The noble Lord, Lord Lansley, spoke of social and innovation benefits and the need to value innovation, but with innovation does not always come success: we may have to try again. He spoke about the innovative medicines fund and the necessity for NICE and NHS England to work together. When it is put like that, it sounds very straightforward: why is that not normally happening? He talked about the importance of value-based pricing and getting the best value from the drugs budget—which, after all, is finite. He also talked about the health technology assessment, which is of course qualitative, not quantitative. I valued the contribution of this debate on the fourth group of amendments, and I will read it again with great interest.
My Lords, I am very glad to follow the noble Baroness, Lady Bennett of Manor Castle, and prior to her the movers of Amendment 67. I welcome the fact that we have this opportunity to say something about redress. Amendment 68 is to follow in the next group, and I think it important to distinguish between the need to establish a scheme of redress where the NHS or government have been responsible for something which subsequently turns out to have damaged or harmed people, and the need to establish a scheme to provide proper support to those who have been harmed. That has been done on an ex gratia basis but, if the Government sought to do so, I think it would be possible to commence the NHS Redress Act 2006 and to establish such redress schemes under a statutory footing. It is not necessary to pass legislation to make that happen.
Those are different and distinct from the process of recognising that those harmed as a result of clinical negligence or failures in treatment processes should be able to secure a remedy and redress. I say remedy advisedly because often, in my experience of talking to people who have been harmed as a result of clinical negligence—these are often cases involving harm to babies during birth—it is as important to understand what happened, to accept where responsibility lies and to understand that others will not suffer in the same way, as it is to secure redress, compensation and support, which is often support for the child throughout their life. We need to understand that that is what we are talking about, not just the question of compensation.

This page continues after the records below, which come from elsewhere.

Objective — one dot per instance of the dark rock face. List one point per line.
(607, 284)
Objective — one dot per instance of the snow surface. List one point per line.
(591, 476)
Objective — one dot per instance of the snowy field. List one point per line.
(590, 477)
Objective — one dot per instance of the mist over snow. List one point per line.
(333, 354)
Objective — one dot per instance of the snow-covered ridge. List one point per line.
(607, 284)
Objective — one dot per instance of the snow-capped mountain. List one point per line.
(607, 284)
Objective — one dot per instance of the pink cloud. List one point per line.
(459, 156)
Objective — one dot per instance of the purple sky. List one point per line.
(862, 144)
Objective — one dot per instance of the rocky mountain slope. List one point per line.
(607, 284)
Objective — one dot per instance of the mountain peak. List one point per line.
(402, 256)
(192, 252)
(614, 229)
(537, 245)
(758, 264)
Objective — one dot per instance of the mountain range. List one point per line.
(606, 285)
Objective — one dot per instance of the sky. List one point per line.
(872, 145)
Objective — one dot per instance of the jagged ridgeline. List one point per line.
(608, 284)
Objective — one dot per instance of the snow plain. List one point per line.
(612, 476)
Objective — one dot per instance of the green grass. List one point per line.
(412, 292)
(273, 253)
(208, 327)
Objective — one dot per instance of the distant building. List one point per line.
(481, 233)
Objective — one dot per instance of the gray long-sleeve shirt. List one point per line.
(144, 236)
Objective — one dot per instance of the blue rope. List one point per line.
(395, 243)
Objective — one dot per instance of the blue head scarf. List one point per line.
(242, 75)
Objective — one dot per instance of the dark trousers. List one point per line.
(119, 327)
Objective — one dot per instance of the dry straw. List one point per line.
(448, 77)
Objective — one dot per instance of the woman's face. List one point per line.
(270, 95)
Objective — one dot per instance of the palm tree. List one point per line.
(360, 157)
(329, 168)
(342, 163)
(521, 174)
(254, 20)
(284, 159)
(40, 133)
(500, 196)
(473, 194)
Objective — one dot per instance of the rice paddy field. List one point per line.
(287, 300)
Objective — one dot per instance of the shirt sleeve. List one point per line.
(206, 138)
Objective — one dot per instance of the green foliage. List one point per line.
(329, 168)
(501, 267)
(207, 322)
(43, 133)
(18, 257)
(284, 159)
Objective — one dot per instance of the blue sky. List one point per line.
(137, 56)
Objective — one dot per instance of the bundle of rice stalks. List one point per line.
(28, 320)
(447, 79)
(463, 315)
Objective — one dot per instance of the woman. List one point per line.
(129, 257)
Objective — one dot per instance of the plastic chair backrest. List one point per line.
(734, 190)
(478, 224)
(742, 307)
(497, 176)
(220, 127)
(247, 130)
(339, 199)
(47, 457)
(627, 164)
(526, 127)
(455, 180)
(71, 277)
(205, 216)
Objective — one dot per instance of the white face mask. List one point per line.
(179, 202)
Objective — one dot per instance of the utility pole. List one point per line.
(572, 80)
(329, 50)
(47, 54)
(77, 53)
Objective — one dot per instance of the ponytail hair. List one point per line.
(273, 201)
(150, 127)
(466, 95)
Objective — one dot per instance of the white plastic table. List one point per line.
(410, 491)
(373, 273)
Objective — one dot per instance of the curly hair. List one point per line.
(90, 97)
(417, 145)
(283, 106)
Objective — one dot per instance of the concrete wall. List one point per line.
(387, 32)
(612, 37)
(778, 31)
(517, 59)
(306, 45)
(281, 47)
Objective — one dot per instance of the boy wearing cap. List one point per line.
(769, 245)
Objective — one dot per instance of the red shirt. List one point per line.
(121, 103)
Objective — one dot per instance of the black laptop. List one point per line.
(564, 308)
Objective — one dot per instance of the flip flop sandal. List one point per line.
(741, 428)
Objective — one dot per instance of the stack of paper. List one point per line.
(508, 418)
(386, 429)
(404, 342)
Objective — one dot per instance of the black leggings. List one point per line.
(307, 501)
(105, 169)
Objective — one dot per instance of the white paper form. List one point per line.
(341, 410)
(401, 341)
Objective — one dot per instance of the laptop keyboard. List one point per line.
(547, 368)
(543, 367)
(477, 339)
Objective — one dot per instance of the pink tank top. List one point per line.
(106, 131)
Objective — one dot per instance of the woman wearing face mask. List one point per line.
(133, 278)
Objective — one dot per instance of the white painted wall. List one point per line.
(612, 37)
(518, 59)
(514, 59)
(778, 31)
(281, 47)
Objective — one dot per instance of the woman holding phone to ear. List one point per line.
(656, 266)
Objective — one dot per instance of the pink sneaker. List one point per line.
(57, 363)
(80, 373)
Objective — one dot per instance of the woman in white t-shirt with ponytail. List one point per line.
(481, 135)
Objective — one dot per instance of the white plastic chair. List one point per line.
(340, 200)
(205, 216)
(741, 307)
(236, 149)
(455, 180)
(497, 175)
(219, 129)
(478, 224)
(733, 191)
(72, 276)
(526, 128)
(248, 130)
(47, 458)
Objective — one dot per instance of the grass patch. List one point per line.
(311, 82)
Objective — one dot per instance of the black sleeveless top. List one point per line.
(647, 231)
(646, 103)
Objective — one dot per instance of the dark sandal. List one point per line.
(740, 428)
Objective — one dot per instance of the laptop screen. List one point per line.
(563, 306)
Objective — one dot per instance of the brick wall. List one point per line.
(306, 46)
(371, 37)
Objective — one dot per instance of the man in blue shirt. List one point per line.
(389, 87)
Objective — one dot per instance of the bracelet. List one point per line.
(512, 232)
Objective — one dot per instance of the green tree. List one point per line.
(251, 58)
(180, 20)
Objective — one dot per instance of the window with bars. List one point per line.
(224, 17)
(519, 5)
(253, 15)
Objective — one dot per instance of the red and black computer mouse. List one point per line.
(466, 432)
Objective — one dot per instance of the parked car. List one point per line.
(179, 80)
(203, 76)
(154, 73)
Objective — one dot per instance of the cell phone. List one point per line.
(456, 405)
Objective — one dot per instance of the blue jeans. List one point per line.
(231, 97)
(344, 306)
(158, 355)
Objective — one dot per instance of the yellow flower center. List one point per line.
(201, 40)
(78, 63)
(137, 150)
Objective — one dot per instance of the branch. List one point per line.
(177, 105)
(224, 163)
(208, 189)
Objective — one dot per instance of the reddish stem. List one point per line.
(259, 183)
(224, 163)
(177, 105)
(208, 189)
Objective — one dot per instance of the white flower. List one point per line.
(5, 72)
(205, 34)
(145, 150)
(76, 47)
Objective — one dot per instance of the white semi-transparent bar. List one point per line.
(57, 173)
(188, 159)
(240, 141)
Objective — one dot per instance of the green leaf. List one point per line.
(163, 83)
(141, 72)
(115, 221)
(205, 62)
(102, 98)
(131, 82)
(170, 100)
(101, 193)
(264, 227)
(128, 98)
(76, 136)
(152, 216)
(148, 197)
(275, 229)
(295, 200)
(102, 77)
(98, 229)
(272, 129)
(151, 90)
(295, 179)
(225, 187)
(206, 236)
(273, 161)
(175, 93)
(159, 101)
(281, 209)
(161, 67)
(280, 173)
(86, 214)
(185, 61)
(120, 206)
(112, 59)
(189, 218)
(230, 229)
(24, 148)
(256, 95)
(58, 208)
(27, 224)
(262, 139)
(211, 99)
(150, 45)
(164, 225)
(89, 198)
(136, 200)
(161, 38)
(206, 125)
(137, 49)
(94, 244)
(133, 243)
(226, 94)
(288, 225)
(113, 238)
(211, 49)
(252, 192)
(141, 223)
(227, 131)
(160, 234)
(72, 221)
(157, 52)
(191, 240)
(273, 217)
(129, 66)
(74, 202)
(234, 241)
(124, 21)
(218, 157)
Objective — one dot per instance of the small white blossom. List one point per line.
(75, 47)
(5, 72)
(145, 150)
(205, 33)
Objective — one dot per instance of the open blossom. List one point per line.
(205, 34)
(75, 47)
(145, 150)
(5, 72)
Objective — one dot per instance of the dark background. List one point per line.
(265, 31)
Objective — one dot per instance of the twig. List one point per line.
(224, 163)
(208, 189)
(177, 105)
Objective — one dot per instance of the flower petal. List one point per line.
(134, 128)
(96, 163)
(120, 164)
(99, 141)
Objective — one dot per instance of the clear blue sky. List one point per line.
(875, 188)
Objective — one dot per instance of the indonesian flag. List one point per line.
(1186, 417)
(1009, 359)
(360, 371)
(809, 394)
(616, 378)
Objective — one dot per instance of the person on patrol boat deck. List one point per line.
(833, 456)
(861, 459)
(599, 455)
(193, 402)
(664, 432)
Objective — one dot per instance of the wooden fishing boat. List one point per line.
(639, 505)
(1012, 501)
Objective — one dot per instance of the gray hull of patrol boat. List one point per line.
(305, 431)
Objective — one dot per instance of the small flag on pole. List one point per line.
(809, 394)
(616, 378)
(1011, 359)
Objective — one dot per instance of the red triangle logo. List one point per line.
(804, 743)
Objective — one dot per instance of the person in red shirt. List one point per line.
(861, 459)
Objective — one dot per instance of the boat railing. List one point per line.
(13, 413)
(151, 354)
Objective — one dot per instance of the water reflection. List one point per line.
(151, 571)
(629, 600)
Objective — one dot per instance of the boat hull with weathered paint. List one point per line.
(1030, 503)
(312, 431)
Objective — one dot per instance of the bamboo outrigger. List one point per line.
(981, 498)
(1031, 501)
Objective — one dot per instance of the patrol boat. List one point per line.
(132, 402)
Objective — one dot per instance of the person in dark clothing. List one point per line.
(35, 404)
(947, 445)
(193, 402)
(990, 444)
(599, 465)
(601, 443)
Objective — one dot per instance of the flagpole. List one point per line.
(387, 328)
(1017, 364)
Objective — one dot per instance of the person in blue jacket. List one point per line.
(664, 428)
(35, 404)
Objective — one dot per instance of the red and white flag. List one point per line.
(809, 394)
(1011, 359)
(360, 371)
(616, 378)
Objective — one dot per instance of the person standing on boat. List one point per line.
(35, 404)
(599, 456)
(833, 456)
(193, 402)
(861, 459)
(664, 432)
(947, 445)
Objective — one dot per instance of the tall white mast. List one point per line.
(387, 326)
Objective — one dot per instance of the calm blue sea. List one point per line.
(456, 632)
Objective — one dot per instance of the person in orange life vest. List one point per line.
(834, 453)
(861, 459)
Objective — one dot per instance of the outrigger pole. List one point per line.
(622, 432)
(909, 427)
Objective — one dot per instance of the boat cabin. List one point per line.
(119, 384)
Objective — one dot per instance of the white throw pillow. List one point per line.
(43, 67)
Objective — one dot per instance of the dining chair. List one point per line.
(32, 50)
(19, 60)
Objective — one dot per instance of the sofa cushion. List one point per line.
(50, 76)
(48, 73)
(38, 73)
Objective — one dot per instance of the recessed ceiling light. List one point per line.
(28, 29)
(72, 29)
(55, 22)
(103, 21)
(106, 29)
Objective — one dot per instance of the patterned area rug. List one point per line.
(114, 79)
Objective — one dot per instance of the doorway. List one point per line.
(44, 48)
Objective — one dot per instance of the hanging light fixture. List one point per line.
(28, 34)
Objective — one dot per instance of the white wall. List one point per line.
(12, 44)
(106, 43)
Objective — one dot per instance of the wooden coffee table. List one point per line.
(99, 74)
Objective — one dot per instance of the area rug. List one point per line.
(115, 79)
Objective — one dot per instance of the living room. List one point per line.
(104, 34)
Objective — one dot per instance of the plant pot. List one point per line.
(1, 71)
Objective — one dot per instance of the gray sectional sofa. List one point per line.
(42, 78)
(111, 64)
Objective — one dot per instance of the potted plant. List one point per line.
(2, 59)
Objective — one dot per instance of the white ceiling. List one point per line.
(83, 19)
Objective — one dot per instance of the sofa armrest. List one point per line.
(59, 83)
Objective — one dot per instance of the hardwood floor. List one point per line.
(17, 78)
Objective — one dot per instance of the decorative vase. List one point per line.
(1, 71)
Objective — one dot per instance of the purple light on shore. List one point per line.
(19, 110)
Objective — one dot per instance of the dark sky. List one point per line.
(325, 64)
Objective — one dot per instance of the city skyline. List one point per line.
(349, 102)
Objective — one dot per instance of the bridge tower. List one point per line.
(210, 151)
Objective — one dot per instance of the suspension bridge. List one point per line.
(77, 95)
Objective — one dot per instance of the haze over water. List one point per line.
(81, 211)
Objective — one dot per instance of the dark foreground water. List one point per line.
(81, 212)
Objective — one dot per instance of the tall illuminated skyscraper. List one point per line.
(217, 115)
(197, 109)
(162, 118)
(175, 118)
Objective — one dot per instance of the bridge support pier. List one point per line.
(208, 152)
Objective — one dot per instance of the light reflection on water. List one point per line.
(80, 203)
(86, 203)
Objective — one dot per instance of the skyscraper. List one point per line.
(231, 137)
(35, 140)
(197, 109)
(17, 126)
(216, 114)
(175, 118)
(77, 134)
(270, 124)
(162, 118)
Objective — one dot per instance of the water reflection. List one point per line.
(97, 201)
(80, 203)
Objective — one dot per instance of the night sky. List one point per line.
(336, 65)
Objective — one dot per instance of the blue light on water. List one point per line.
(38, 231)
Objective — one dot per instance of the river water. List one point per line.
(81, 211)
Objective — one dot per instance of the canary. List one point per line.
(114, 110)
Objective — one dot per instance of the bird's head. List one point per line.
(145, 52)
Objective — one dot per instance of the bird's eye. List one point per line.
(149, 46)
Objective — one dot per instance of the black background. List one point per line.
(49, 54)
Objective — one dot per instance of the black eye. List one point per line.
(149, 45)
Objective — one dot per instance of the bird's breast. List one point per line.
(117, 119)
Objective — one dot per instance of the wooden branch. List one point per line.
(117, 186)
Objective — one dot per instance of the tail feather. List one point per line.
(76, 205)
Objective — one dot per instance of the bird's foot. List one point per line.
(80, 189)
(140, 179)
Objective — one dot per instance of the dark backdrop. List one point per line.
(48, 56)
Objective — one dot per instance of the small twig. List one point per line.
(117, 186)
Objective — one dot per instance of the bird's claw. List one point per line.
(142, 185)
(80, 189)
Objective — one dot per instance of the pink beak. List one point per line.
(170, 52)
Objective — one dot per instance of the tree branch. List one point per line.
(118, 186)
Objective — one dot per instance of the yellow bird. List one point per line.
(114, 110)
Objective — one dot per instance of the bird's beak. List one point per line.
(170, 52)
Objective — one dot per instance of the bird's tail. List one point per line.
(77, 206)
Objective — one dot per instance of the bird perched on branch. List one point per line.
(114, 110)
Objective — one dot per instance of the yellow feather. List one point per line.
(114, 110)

I am slightly surprised by Amendment 67. I wonder what we think NHS Resolution is, if not an agency within the NHS with responsibility for securing redress for those who have been harmed as a result of clinical negligence. We need to recognise the need for, and I hope the Minister will tell us that the Government have not abandoned thought of, further reform. Certainly, when we were in opposition, we argued during the passage of the NHS Redress Bill that there should be a fact-finding phase. We argued that, rather than having an adversarial process with expert witnesses and all the associated costs, we should have a phase during which a claim is brought and the facts are established on an independent basis. That could lead to arbitration procedures and a settlement, rather than court-based proceedings, and we might escape some of the burden of cost. We should remember that nearly half the total cost of compensation in the clinical negligence process through NHS Resolution is actually legal fees. If we can escape some of that through an independent fact-finding phase, an arbitration process and financial settlements which recognise the support that the NHS and taxpayers give to those who have been harmed and have enduring problems and disabilities as a result, we might escape some of the burden of cost.
As the noble Lord, Lord Hunt, said, the potential contingent liability—not on an annual basis, but in the future—has risen to £83 billion. It is an enormous sum. The amounts paid by way of premiums to NHS Resolution are a significant aspect of the cost of NHS providers. There continues to be a good argument that the Government should consider this area still in need of reform.